There are two entrances to the Phoenix Theatre, one on Charing Cross Road, which was designed by architect Sir Giles Gilbert Scott. For many years this served as the main entrance, but today is mainly used as an exit. The other much larger entrance is around the corner on Phoenix Street, which also gave the theatre its name. The theatre was designed by architect’s Bertie Crewe and Cecil Masey, with the interior in an Itallian Renaissance style conceived by the noted Russian set designer Theodore Komisarjevsky, who also designed many of the Granada Theatre’s chain of cinema interiors. Seating is provided in orchestra stalls (which are below street level), dress circle (at street level) and an upper balcony. Copies of paintings by Titian, Giorgione, Tintoretto and Pinturicchio are located in panels on the side walls and are the work of artist Vladimir Polunin, while the Safety Curtain has a huge reproduction of Jacobo del Sellaio’s ‘The Triumph of Love’, again painted by Vladimir Polunin.

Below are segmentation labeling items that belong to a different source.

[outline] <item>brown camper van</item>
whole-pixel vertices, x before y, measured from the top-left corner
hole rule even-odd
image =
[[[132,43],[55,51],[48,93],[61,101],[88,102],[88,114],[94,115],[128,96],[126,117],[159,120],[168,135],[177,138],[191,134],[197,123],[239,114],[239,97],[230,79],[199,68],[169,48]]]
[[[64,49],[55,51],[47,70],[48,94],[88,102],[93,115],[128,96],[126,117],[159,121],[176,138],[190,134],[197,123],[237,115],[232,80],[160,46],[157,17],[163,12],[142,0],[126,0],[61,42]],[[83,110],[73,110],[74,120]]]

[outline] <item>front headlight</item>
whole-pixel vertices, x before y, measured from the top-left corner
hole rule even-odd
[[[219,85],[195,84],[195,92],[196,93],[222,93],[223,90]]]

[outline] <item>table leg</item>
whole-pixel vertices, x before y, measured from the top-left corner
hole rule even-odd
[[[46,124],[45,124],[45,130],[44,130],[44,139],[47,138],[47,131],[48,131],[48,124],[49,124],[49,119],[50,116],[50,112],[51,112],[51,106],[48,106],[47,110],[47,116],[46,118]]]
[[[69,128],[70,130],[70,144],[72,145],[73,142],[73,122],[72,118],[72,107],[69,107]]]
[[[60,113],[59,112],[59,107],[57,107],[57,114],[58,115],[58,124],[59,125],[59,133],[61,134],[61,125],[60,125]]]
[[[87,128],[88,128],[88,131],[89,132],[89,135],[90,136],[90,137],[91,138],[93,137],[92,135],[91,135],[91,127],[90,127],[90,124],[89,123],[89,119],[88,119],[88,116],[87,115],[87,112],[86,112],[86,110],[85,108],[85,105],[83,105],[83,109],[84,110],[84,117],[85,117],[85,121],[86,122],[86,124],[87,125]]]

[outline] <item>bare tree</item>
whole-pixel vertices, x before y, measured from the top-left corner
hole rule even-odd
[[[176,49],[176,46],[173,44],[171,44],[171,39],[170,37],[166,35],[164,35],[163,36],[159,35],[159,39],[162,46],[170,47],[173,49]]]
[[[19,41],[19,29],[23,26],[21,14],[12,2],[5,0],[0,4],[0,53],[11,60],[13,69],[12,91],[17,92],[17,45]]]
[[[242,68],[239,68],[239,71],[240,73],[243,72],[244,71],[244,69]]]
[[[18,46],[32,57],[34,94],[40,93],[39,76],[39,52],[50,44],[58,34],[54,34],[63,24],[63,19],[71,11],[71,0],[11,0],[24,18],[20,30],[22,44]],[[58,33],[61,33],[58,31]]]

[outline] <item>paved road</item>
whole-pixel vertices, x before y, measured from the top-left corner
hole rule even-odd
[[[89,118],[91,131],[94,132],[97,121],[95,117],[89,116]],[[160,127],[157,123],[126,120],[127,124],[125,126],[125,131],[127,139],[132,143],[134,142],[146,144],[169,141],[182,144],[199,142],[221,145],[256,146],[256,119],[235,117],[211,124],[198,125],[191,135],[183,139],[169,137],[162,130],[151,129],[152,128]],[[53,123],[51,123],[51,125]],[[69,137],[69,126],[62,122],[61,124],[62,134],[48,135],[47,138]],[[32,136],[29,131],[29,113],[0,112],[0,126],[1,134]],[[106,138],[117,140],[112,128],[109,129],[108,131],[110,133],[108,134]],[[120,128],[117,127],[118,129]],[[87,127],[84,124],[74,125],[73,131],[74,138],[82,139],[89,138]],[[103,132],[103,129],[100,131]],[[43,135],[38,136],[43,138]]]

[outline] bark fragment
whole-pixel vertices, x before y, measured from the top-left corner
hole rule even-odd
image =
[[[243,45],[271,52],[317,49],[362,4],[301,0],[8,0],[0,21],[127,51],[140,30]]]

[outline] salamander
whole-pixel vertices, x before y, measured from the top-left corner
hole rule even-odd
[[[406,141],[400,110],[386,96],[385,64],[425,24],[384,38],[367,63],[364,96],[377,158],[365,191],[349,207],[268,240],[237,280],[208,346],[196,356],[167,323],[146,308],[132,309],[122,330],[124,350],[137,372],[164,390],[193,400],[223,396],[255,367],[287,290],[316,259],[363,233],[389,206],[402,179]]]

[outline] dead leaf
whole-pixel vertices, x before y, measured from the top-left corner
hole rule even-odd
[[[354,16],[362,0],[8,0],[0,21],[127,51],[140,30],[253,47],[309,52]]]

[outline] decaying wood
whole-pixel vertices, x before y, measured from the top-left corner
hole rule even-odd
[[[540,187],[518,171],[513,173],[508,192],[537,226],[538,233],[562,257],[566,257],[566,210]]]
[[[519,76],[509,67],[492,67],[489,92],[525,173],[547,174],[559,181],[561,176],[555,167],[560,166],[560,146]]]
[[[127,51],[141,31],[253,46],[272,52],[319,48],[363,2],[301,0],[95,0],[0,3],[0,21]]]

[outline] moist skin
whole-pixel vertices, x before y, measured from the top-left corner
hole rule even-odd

The Phoenix Theatre was built as a live theatre, but was also fully equipped as a cinema. The UK Premiere of Rene Clair’s "Le Million" was screened at the Phoenix Theatre on 22nd April 1931, and the film played at the theatre until June 1931. The Phoenix Theatre became a public cinema again from 8th February 1939, but this was only a short lived venture. The theatre was also used extensively for film industry trade shows during the 1930’s, 1940’s and into the 1950’s. Films returned in 1976 and 1977, when children’s film matinees were screened.
Otherwise, as a live theatre, the Phoenix Theatre, despite its excellent location, has had only a few hit shows “Tonight At 8;30”, again with Noel Coward and Gertrude Lawrence in 1936, Cecily Cortneidge in “Under the Counter”(1945), Tom Stoppard’s "Night and Day"(1978) and Steven Sondheim’s "Into the Woods"(1990). Long run hits have been the musical "Canterbury Tales" in 1968 until 1973, and "Blood Brothers" musical, which transfered from the Albery Theatre in 1991 and had a 21 years run, ending in November 2012.
The Phoenix Theatre is operated by the Ambassador Theatres Group and is a Grade II Listed building.